Thursday, October 31, 2013

What is pornography exactly?

Twerking, Victorian style

At one time, pornography referred to top shelf magazines in run down back street shops.

Fairly rapidly it progressed to allegedly responsible retailers such as WH Smiths and Menzies and it was not just magazines but videos and DVDs.

If you had to place a marker in time for when the fulcrum shifted and porn moved into the mainstream, it would be reasonable to cite the trial over DH Lawrence's now infamous book, Lady Chatterley's Lover, in 1960.

This opened the floodgates to an industry that knows no depths or parameters.

Today, television has run fast to gain a substantial place in the Porn Sweepstakes and those who do not know the name, Mary Whitehouse, should Google her and see for themselves the massive task this woman undertook and how much we miss someone of her calibre today.

And so, the public perceptions of what constitutes pornography have changed and we accept, today, what would have scandalised us twenty five years ago.

I have never watched the BBC TV "Strictly Come Dancing" programme, I have no interest in dancing and certainly not in the sort of dancing that "Strictly" employs.

Here, it must be said to those few who might now be saying: "How does he know about it if he hasn't watched it?" - that I have seen snippets, the sort of ten second glimpses that arise as you grope for the television remote control in order to turn off what has just invaded your living room.

And, yes, yes, yes, I hear all those good arguments that state that we should just get rid of our televisions.

Trouble is, as I age, by the time evening comes, I have diminished energy for reading or constructing models of St Peter's Basilica out of matchsticks.

I enjoy good television programmes and why not?

But, with the advent of "Strictly" we now have immodestly dressed dancers performing indecent dances.

 Twerk was a word Yorkshiremen used to describe where they went to from Monday to Friday.
Now it has been hijacked by the dancers who like to 'twerk', that is, dance in a lascivious manner.

And grannies in Biggleswade and spinsters in Exeter think it not wrong one jot that such gyrations should take place well before the 9pm 'watershed' and parents seem delighted to have school plays and events based on the "Strictly" theme.

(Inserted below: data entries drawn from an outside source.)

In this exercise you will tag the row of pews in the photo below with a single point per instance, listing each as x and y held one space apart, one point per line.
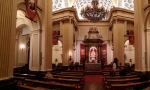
60 81
129 82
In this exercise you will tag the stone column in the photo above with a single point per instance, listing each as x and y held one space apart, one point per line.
139 36
88 53
118 39
101 52
85 52
67 41
48 37
7 37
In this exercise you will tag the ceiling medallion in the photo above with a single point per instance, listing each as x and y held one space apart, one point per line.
94 12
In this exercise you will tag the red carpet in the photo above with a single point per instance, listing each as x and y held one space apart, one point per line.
93 78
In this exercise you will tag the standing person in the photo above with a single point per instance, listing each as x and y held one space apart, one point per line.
49 75
114 66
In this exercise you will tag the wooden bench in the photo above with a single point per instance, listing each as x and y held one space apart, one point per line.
130 85
25 75
71 77
119 81
22 87
20 78
68 74
117 77
73 72
52 84
74 81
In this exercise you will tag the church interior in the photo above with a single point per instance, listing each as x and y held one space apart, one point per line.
74 45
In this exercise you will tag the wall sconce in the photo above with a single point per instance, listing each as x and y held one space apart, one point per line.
22 47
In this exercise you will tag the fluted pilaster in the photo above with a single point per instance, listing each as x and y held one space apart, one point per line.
7 38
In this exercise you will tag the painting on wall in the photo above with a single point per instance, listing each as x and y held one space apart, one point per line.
104 51
31 9
82 54
55 38
131 37
93 54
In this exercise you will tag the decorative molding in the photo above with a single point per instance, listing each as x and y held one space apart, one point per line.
147 7
116 20
147 30
70 20
39 9
36 31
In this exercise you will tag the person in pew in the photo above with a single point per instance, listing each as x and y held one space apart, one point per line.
143 77
112 73
123 72
49 75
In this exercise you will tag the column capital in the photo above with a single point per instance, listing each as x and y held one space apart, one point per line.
116 20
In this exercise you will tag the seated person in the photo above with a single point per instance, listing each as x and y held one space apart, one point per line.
49 75
123 73
112 73
143 78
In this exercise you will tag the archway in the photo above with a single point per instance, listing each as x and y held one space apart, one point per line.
93 54
129 53
57 53
34 36
22 46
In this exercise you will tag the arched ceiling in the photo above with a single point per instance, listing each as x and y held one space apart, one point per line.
78 4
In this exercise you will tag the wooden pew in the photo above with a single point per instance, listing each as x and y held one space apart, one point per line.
132 85
20 78
120 77
73 72
51 84
22 87
104 78
25 75
119 81
71 77
68 74
74 81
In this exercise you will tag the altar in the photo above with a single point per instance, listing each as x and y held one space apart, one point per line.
93 50
92 67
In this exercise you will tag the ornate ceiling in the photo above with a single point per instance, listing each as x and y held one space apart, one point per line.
108 4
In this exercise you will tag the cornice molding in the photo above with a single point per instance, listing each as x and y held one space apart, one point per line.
36 31
115 20
147 7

That is the world we now live in.

Some years ago Mrs L and I were invited to the parish banquet (I think some good souls thought that we could be enticed back from the brink of orthodoxy).

During the course of the evening, the PP visited each table for a chat and, when it came to our turn he started off by recounting some recent films he had viewed.

He proudly announced that he had just watched 'The Full Monty' (this I believe to have been a provocative move as he knew full well we would not approve).

In true Pavlovian fashion I responded, in a calm and not outraged manner, that I did not think it was the sort of film a Catholic should watch, let alone a priest.

"Ah, it's just a bit of fun" said he.

And there's the rub.

It's all just a bit of fun, nudge, nudge.

And, if you think it's immodest or immoral or pornographic, then you are a killjoy, a puritan, a wet blanket, a party pooper - or, a traditional Catholic.

Mary Whitehouse was able to take on the media corporations and, if not exactly win, she certainly stemmed the tide and provided a platform for those who agreed with her views.

Do we have anyone of her mettle among us today?.....a leading Catholic  woman?.......a priest or, even, a Bishop?

None from where I'm sitting.

And if you would like to know what happened to the Parish Priest, a few years later he was arrested for importuning outside public lavatories, and fled to Ireland a few days later, never to be seen again.